The alternative accommodation business is a significant hotel industry disruptor and is becoming increasingly institutionalized characterized by sophisticated revenue management, multi-unit management companies, and talks of IPO’s. According to MaryJo Finocchiaro, Executive Vice President and Chief Financial Officer for BRE Hotels & Resorts, “The alternative accommodation trend is expected to continue to grow but facing headwinds with the threat of expanding regulation on the horizon.”
Finocchiaro noted that the data regarding home-sharing growth is evident. “Demand for alternative accommodation is up 35 percent year over year, while U.S. hotel demand is up only two percent.” She continued, “While home-sharing was initially launched to focus on the budget-conscious consumer with modest annual income, the paradigm has changed dramatically. According to Skift, 50 percent of affluent consumers have stayed at a short-term vacation rental. What’s more, preference for a traditional hotel room drops from 78 percent to 44 percent once an individual has enjoyed an alternative accommodation, linking a positive home-sharing experience to repeat loyalty business.”
Airbnb, Vrbo, and HomeAway are the principal competitors in the industry but Finocchiaro noted that Airbnb is the dominant frontrunner. “Airbnb leads the alternative accommodation industry. They are planning to launch their initial public offering in 2020 and Airbnb and has also recently signed a sponsorship deal reportedly worth $500 million with the International Olympic Committee, which is a huge shot in the arm,” she said. “Most of their efforts have historically been focused in the U.S. where they amassed most of their supply, but now, with a sponsorship by the IOC, an expanding foothold internationally is a logical element to Airbnb’s strategy. Airbnb enjoys vast brand recognition, despite being considerably younger than its competitors.”
Airbnb and Vrbo comprise approximately 90 percent of U.S. alternative accommodation supply. According to Finocchiaro, supply is significant and highly concentrated with 69 percent of listings situated in the South Atlantic, Pacific, and Mountain regions. Conversely, 50 percent of traditional hotel supply is in those same areas.

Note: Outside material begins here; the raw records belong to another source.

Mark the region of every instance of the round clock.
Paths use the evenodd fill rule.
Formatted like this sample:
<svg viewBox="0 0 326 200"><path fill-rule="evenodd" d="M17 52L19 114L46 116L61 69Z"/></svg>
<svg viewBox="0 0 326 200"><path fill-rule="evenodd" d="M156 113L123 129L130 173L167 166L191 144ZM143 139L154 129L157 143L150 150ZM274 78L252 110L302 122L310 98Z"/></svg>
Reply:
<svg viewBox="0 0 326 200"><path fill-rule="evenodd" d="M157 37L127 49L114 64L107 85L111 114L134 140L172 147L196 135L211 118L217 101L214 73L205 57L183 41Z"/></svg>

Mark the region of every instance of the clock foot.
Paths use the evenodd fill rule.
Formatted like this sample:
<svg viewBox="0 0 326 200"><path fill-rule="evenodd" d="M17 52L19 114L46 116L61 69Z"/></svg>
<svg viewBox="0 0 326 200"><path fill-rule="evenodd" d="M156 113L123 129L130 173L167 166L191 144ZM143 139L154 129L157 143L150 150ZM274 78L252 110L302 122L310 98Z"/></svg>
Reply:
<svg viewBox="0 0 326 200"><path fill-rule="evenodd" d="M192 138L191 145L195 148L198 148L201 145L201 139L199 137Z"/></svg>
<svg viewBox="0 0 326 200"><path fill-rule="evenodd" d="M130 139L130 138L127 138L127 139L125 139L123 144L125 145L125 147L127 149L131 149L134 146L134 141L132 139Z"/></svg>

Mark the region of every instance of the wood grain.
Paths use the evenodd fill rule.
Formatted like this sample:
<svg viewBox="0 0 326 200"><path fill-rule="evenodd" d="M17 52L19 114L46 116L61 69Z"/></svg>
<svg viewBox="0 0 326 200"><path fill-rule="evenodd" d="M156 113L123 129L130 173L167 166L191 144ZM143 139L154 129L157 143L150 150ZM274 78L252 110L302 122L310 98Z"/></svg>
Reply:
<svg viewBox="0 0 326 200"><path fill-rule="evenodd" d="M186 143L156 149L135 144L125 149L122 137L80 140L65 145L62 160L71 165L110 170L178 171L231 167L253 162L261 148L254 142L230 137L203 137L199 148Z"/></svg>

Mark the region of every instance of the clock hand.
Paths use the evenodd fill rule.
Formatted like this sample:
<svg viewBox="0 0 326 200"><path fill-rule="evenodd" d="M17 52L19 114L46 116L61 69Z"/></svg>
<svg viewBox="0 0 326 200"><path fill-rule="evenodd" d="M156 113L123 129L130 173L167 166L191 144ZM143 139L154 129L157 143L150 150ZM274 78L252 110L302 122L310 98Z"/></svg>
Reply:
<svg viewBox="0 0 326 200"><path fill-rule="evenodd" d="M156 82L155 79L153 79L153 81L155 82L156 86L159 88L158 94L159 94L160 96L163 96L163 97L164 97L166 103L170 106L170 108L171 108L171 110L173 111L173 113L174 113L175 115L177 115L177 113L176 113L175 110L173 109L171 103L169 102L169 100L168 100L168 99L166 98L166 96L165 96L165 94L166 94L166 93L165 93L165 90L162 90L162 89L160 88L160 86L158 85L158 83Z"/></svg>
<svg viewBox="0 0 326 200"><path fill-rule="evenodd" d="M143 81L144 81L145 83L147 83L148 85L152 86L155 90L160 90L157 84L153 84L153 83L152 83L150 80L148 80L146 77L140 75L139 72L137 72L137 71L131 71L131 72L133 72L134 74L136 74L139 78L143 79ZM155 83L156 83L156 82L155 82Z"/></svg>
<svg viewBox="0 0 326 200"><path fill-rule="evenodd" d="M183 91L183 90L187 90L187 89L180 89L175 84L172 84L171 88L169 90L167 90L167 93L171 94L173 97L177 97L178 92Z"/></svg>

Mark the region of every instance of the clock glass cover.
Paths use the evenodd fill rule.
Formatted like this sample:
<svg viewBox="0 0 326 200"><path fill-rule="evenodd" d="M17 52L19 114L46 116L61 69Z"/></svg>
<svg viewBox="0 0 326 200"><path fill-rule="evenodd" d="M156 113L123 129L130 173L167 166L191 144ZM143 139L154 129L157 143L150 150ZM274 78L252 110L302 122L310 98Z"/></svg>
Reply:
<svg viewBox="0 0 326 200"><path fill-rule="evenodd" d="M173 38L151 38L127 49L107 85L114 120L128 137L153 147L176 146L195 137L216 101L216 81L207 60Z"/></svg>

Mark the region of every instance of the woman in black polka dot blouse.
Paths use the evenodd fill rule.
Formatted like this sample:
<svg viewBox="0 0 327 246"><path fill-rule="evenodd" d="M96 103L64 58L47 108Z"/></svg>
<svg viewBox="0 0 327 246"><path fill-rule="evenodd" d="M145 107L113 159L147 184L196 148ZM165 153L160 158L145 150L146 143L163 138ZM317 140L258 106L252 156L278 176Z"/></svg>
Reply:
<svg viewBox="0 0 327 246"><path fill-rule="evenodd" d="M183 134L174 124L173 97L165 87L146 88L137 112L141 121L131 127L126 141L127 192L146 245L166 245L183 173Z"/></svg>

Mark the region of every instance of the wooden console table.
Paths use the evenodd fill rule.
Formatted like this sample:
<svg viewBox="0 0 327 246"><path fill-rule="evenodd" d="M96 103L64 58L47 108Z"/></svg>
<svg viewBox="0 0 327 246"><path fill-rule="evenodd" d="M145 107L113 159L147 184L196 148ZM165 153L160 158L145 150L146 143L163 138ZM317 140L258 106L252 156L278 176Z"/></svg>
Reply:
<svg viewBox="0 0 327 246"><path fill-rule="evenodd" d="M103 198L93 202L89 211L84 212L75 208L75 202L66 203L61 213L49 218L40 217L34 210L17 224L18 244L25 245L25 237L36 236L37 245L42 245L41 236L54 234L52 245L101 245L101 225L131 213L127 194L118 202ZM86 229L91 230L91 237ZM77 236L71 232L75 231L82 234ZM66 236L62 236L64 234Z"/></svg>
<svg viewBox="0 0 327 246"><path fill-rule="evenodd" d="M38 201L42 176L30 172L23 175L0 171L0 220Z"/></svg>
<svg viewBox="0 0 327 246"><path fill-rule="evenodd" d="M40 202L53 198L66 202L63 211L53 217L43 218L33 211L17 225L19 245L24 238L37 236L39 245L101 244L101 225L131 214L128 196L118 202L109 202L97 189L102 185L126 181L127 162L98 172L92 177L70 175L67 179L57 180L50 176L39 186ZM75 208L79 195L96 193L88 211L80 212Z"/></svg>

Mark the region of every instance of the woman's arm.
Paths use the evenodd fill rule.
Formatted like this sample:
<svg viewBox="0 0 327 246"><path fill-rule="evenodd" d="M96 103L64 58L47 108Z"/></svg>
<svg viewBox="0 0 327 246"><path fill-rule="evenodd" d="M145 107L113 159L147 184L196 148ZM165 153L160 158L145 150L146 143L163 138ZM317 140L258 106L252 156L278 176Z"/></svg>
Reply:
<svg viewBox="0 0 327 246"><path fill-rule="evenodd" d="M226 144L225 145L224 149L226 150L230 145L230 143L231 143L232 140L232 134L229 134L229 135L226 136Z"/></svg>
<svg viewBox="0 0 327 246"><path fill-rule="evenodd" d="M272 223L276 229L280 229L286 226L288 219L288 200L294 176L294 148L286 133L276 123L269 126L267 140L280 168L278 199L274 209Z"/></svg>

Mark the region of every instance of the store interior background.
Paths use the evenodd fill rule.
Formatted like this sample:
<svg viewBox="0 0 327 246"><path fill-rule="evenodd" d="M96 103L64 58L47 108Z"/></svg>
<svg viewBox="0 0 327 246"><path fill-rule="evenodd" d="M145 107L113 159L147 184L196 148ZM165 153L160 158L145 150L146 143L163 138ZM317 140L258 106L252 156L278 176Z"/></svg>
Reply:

Despite industry growth, regulation is a major headwind for Airbnb and other home-sharing companies alike. Municipalities, under rising pressure from local constituencies and hotel companies, have recently passed strict regulations on alternative accommodation.
In 2019, legislation was enacted in Los Angeles, Hawaii, and New Orleans to name a few. Los Angeles requires hosts to restrict rentals to 120 days, must register with the city, and may only rent out their primary residence where they spend at least six months per year. Hawaii restricts advertising of unpermitted rentals with severe fines. Hawaii also limits short-term rentals with an owner living on-site. Rentals in resort areas, including some sections within Waikiki and Ko Olina, are exempt from the new law. In New Orleans, there is a ban on short-term rentals of whole homes in residential areas, hosts may rent out part of the residence they occupy to short-term visitors, and short-term rentals of any kind are banned in most of the French Quarter.
Time will tell whether legislation will be strictly enforced and expanded elsewhere but, with Airbnb’s increasing visibility, they will likely fuel the debate about how to effectively regulate the industry. “Airbnb will define the industry in 2020 and one thing is certain. Alternative accommodation is no fad – it’s the Uber to the hospitality industry and it’s here to stay,” Finocchiaro said.